Florence-2 - Vision Language Model¶

Florence-2 is a versatile vision-language model developed by Microsoft Research that can perform a wide range of vision tasks through natural language prompts.

Overview¶

Florence-2 is a unified, prompt-based model capable of handling diverse computer vision and vision-language tasks:

Object Detection - Detect and locate objects in images
Instance Segmentation - Segment individual object instances
Image Captioning - Generate descriptive captions for images
Optical Character Recognition (OCR) - Extract text from images
Phrase Grounding - Locate objects based on text descriptions
Region Captioning - Generate captions for specific image regions
Open Vocabulary Detection - Detect objects from custom class lists

GPU Recommended

Florence-2 works best with GPU acceleration.
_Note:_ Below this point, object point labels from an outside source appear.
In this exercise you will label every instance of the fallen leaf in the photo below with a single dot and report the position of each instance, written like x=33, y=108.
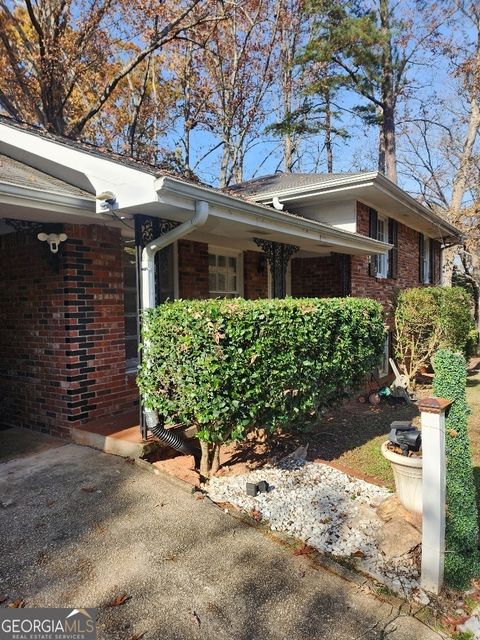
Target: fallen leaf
x=119, y=600
x=256, y=515
x=196, y=618
x=304, y=550
x=17, y=604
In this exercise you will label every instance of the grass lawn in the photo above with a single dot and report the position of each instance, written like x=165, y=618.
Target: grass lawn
x=351, y=435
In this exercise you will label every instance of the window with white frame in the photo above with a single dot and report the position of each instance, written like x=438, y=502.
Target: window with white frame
x=383, y=367
x=224, y=278
x=382, y=235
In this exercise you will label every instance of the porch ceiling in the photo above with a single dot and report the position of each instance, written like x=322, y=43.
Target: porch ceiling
x=139, y=190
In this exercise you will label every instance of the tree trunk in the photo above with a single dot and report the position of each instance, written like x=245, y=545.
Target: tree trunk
x=460, y=181
x=388, y=130
x=215, y=459
x=328, y=132
x=388, y=96
x=205, y=459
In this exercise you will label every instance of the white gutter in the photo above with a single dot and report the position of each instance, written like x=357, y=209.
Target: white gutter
x=149, y=252
x=31, y=195
x=304, y=227
x=373, y=178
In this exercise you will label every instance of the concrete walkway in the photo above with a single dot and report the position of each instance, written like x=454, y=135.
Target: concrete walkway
x=79, y=528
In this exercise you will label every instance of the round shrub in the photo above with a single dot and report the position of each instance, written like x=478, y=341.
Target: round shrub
x=230, y=365
x=461, y=534
x=428, y=319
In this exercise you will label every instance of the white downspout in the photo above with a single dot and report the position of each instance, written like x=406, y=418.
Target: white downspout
x=147, y=296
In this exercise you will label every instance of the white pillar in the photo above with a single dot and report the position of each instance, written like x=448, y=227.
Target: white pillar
x=433, y=492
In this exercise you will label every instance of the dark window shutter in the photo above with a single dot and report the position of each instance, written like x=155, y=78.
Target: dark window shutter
x=393, y=253
x=421, y=255
x=373, y=232
x=433, y=261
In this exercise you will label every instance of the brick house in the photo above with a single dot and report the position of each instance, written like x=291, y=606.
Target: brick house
x=134, y=234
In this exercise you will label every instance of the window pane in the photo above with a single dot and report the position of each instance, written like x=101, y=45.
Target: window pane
x=131, y=326
x=130, y=301
x=131, y=348
x=129, y=268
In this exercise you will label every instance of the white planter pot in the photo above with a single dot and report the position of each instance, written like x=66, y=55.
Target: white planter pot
x=408, y=478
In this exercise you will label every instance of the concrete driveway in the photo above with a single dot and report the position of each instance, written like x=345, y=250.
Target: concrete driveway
x=79, y=528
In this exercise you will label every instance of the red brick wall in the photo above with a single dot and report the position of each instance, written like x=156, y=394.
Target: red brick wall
x=62, y=341
x=317, y=277
x=384, y=289
x=255, y=282
x=193, y=269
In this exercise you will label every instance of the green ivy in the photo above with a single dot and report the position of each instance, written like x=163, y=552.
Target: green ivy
x=461, y=535
x=230, y=365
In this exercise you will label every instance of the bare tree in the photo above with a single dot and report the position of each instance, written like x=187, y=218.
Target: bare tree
x=61, y=69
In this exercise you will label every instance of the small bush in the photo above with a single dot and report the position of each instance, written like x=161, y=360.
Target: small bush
x=230, y=365
x=461, y=535
x=428, y=319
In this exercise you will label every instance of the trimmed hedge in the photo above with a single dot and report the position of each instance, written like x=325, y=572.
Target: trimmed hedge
x=230, y=365
x=461, y=534
x=428, y=319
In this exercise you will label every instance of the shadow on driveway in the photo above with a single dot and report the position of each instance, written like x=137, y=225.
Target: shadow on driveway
x=84, y=527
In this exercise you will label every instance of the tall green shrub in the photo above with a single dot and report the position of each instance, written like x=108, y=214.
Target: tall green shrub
x=428, y=319
x=461, y=558
x=230, y=365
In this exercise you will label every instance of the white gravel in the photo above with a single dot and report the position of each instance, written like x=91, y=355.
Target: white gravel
x=326, y=509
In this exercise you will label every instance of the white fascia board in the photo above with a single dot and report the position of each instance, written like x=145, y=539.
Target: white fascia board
x=46, y=200
x=132, y=187
x=394, y=191
x=231, y=208
x=375, y=179
x=307, y=191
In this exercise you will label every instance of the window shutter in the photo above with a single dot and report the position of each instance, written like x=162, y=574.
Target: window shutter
x=433, y=261
x=393, y=253
x=421, y=255
x=373, y=264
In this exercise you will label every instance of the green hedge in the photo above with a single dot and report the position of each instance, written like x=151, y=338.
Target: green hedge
x=461, y=535
x=428, y=319
x=230, y=365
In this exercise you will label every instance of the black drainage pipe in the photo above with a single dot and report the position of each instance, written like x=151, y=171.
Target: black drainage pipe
x=168, y=437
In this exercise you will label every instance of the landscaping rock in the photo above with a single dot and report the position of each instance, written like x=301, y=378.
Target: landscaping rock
x=392, y=508
x=397, y=538
x=332, y=512
x=471, y=625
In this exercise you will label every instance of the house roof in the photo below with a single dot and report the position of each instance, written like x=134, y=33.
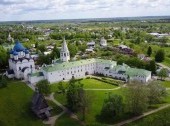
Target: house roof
x=18, y=47
x=38, y=74
x=137, y=72
x=67, y=65
x=38, y=102
x=10, y=72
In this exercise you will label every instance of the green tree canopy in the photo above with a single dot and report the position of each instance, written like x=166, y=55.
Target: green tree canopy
x=149, y=52
x=160, y=55
x=112, y=107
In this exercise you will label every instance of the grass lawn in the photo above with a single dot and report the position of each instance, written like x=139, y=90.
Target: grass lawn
x=87, y=84
x=161, y=118
x=96, y=84
x=15, y=106
x=96, y=99
x=166, y=84
x=65, y=120
x=56, y=109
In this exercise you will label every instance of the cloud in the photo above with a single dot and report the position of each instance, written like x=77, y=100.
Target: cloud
x=11, y=9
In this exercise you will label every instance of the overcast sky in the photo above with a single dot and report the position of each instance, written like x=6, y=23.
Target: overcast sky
x=15, y=10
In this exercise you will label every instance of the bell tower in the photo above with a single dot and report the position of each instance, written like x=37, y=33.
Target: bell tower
x=64, y=52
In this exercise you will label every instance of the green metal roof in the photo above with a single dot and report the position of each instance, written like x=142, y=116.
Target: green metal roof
x=37, y=74
x=131, y=72
x=139, y=72
x=67, y=65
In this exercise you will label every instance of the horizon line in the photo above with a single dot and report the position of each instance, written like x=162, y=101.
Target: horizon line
x=81, y=18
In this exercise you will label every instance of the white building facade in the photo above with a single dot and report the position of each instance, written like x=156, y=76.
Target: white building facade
x=22, y=66
x=20, y=63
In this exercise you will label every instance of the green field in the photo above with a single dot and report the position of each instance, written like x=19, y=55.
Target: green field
x=166, y=84
x=15, y=106
x=65, y=120
x=87, y=84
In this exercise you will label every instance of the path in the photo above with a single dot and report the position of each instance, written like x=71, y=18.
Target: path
x=164, y=66
x=141, y=116
x=53, y=119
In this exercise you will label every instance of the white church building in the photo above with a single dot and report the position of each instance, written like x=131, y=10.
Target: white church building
x=23, y=67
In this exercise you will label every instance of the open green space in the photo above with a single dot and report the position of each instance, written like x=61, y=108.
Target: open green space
x=87, y=84
x=65, y=120
x=15, y=106
x=96, y=98
x=166, y=84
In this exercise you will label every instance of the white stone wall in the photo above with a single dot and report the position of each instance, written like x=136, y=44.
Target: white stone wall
x=35, y=79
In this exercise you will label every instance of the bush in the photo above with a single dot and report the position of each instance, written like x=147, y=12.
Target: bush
x=107, y=81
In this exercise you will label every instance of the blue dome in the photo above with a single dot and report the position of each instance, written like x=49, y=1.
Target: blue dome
x=26, y=52
x=18, y=47
x=11, y=51
x=15, y=53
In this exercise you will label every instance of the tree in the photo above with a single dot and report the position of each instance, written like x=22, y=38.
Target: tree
x=43, y=87
x=42, y=48
x=160, y=56
x=149, y=52
x=76, y=98
x=3, y=57
x=73, y=49
x=164, y=40
x=112, y=107
x=136, y=98
x=163, y=73
x=152, y=66
x=156, y=92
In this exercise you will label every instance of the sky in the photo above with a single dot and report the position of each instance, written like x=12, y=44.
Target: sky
x=19, y=10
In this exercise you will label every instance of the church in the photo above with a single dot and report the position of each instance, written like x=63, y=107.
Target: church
x=22, y=66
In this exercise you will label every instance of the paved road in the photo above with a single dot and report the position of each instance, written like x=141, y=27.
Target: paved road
x=141, y=116
x=112, y=89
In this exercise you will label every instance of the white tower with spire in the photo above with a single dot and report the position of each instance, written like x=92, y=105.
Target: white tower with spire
x=64, y=53
x=10, y=39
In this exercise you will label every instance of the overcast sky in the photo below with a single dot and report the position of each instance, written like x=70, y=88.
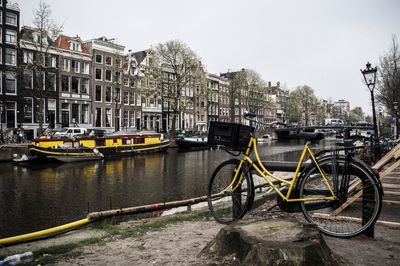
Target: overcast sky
x=320, y=43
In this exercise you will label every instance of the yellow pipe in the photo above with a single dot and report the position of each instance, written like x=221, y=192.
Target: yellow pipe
x=42, y=233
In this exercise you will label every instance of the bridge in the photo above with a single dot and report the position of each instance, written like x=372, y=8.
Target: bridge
x=293, y=132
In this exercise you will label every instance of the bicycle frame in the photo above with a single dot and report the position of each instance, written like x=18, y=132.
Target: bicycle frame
x=266, y=175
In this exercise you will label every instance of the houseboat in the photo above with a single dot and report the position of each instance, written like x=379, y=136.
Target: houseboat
x=107, y=146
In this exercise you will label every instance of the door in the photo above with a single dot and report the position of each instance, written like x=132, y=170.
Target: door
x=65, y=118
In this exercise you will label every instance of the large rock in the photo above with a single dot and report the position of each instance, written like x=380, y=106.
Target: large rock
x=271, y=242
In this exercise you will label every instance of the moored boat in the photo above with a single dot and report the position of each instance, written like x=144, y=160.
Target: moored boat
x=109, y=146
x=192, y=143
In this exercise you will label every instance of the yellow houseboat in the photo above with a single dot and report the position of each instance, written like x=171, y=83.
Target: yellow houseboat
x=108, y=146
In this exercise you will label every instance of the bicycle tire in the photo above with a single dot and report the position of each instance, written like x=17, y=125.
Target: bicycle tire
x=227, y=206
x=359, y=216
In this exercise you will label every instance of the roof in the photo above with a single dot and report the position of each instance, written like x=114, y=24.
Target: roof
x=63, y=42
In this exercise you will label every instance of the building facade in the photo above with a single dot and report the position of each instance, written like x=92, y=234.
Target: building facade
x=10, y=100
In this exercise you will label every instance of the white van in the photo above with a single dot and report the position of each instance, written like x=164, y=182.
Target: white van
x=72, y=132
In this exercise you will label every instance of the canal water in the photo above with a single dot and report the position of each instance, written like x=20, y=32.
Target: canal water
x=39, y=196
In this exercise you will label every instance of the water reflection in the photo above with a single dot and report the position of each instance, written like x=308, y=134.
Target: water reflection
x=35, y=197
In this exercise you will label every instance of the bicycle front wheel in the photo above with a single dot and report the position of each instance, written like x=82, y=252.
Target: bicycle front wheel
x=229, y=198
x=358, y=198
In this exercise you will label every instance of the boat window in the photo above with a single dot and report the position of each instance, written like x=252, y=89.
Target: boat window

CPU inference may be very slow or may not work properly for larger models.

License & Attribution

License: MIT
Source: Microsoft Research
Paper: Florence-2: Advancing a Unified Representation for a Variety of Vision Tasks

Pre-trained Model IDs¶

Florence-2 pre-trained models are available and do not require a Roboflow API key.

Model ID	Description
`florence-2-base`	Base model (0.23B parameters) - faster inference
`florence-2-large`	Large model (0.77B parameters) - better accuracy

You can also use fine-tuned models from Roboflow by specifying project/version as the model ID (requires API key).

Supported Backends¶

Backend	Extras Required
`torch`	`torch-cpu`, `torch-cu118`, `torch-cu124`, `torch-cu126`, `torch-cu128`, `torch-jp6-cu126`

Roboflow Platform Compatibility¶

Feature	Supported
Training	✅ LoRA fine-tuning only (Guide)
Upload Weights	✅ Upload fine-tuned models
Serverless API (v2)	⚠️ Limited support (not yet fully stable)
Workflows	✅ Use in Workflows via Florence-2 block
Edge Deployment (Jetson)	❌ Not supported
Self-Hosting	✅ Deploy with `inference-models` (GPU recommended)

Training & Fine-tuning¶

Florence-2 supports LoRA (Low-Rank Adaptation) fine-tuning only on the Roboflow platform. This allows you to adapt the model to your specific use case without training the entire model.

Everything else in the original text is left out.